Why Not Be Happy Now?

Since I was a kid, I’ve daydreamed. I molded scenes of how social interactions might go or how I could become whatever I wanted to be. As an adult, the habit didn’t change. The only difference was the landscape of my imagination. Those thoughts now pictured all the tangible goals in front of me happening. What would life be like if I finally became a mom? Or if we owned a home in our dream location? Would I be happy and fulfilled and finally get to kick away the I’ll be happy when blues? The phrase started too many sentences for me. It created a mindset for a life in a perpetual state of seeking the next high moment.
There was a place for goals and dreams. They occur to everyone in some form. It was natural to look at the future and crave growth. Reflection helped me remember the present had a valuable lesson on how fast life would go. If you blink, you could miss it. The past year showed the cruelty and gift that is time. The realization provided me with the needed perspective to shift my attitude. I had to ask the hard question of where I could find happiness right now. The search proved difficult. As humans, we could lean toward negativity. It’s the scab we all picked, even though we knew we shouldn’t.

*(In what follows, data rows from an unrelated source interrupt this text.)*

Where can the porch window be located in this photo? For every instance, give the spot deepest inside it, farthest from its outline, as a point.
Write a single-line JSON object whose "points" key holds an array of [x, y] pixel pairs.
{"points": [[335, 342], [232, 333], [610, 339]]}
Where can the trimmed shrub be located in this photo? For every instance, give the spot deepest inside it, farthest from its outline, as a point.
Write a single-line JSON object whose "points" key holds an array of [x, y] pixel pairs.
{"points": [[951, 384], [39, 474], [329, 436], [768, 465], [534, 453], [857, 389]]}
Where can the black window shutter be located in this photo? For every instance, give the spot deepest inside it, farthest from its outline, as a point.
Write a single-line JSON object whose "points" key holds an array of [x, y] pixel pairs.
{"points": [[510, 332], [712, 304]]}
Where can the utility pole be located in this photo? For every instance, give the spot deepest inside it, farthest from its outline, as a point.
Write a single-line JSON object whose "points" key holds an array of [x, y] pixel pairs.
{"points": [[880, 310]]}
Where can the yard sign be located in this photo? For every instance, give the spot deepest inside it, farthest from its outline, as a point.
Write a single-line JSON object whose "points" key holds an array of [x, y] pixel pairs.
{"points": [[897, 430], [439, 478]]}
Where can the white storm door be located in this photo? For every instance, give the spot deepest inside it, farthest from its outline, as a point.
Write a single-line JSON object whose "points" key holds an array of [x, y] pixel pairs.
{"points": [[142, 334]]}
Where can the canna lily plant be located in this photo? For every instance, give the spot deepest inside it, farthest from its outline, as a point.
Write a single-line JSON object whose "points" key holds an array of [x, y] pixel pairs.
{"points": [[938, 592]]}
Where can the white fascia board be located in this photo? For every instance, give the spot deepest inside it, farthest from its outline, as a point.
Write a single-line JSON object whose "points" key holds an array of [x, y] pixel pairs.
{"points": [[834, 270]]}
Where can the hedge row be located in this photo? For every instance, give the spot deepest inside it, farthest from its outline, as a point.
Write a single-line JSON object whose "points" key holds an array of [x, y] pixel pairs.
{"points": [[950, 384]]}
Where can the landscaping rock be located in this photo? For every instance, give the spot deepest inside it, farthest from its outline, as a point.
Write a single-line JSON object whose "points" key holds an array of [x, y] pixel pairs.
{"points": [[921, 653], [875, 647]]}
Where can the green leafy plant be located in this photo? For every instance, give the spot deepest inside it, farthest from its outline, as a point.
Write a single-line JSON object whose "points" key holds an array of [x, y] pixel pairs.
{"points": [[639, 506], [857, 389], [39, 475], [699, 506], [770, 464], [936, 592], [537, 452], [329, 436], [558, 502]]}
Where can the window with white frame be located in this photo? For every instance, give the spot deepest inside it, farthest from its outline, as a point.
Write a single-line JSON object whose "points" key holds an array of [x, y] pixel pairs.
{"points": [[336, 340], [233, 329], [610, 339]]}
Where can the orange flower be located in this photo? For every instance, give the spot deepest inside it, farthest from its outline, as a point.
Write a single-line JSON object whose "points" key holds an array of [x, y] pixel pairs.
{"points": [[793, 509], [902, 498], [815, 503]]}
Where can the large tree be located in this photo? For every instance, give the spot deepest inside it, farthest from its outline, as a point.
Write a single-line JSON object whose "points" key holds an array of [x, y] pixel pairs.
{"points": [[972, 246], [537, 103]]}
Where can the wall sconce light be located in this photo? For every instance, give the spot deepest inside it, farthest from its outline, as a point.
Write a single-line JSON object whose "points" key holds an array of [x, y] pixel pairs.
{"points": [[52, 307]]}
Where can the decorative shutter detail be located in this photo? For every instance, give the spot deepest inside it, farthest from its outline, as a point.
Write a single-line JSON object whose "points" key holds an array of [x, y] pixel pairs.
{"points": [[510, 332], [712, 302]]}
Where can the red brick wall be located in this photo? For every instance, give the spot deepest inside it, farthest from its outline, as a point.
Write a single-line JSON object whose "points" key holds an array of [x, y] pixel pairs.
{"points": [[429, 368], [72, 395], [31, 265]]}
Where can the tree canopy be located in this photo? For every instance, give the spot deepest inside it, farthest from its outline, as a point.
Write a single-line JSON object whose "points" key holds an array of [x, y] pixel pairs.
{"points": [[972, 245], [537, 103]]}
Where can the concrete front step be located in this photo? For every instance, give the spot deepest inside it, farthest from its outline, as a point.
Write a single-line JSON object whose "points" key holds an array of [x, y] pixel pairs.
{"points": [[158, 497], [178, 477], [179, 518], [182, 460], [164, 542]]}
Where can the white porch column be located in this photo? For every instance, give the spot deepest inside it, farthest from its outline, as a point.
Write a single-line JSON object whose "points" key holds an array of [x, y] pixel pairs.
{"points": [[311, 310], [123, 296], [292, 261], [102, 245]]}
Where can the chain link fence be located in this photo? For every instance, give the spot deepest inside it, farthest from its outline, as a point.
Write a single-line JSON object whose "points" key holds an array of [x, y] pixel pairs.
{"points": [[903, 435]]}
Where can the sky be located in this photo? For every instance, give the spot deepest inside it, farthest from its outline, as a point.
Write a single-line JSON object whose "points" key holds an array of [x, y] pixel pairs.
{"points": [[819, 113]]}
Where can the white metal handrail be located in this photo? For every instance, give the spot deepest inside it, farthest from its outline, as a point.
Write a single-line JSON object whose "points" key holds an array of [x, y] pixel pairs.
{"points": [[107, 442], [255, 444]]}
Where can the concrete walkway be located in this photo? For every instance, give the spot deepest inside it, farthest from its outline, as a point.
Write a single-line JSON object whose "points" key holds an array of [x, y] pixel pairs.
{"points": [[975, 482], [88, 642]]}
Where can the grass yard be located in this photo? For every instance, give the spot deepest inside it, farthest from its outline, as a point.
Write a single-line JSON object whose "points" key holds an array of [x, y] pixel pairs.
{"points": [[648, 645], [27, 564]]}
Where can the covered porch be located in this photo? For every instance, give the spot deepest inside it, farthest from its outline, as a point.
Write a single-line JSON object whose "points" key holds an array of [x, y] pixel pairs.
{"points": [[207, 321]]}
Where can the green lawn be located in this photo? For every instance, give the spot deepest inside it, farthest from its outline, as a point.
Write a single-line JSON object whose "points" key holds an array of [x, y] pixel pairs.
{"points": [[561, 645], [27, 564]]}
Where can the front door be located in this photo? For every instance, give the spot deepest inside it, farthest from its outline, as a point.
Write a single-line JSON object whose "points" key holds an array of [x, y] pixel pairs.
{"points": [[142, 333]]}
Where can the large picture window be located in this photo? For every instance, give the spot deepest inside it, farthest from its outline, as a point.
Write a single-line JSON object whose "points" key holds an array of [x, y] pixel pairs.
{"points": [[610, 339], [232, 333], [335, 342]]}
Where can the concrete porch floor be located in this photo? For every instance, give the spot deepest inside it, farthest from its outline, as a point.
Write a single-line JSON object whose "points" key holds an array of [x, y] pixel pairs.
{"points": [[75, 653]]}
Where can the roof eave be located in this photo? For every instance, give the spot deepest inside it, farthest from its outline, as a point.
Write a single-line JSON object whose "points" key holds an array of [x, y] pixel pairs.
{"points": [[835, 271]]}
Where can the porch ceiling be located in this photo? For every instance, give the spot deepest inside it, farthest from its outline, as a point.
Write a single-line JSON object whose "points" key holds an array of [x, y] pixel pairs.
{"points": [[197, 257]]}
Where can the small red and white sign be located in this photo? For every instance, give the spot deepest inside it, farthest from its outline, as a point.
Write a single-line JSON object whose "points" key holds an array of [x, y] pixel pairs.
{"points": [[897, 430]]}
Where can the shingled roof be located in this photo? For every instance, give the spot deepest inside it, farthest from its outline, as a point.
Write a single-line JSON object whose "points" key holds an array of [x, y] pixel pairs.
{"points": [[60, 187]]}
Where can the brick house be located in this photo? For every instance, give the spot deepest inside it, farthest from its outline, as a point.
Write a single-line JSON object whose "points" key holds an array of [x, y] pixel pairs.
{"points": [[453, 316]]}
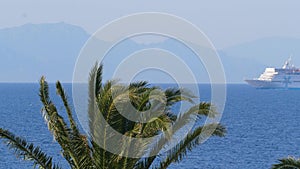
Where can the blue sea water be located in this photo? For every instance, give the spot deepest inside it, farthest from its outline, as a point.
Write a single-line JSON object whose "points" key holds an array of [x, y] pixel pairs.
{"points": [[263, 126]]}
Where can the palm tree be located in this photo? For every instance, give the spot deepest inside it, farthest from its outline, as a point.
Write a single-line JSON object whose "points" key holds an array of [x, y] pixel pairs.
{"points": [[107, 100], [287, 163]]}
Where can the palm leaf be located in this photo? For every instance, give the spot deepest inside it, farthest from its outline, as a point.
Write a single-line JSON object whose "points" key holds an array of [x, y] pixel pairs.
{"points": [[287, 163]]}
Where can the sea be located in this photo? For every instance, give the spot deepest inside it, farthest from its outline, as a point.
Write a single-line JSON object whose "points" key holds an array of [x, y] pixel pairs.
{"points": [[263, 125]]}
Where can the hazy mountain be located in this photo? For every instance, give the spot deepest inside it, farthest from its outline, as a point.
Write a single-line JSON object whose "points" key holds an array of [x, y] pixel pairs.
{"points": [[250, 59], [32, 50]]}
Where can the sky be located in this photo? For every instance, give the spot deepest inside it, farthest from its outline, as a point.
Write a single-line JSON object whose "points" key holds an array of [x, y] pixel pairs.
{"points": [[226, 23]]}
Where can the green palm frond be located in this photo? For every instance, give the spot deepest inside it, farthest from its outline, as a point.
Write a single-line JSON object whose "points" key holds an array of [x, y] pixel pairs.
{"points": [[287, 163], [27, 151]]}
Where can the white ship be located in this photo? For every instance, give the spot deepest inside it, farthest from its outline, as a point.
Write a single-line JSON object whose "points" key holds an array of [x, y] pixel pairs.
{"points": [[286, 77]]}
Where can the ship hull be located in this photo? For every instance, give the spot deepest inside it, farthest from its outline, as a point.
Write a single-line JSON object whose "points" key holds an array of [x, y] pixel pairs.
{"points": [[273, 84]]}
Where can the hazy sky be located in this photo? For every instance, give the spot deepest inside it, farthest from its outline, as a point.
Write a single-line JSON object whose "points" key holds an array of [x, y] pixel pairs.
{"points": [[226, 23]]}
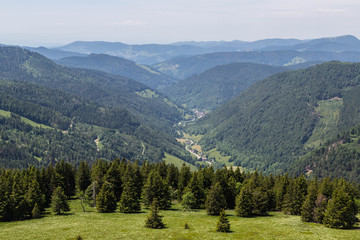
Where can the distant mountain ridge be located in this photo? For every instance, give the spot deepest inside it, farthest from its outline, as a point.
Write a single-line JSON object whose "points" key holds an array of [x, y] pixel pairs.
{"points": [[49, 112], [154, 53], [184, 67], [146, 104], [274, 121], [120, 66], [207, 90]]}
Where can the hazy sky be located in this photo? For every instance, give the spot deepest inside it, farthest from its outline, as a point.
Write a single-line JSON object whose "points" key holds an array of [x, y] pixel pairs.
{"points": [[49, 23]]}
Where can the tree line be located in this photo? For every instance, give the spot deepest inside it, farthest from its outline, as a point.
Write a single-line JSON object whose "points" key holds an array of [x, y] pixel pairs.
{"points": [[129, 187]]}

After some thought, I took inventory of the positivity in my orbit. I found happiness in the dog that greeted me with a gallop out the door when I picked her up from daycare. The joy I captured when I was in nature and the calm feeling I cherished. A contentment in the home my little family built together. Our apartment wasn’t all we want, but it gave us the roadmap to find what we needed. The comfort in my wife’s love shielded me from storms, celebrated wins, and grew with each day. When I zoomed out, there wasn’t happiness only in the future ahead, but in the present right before my eyes.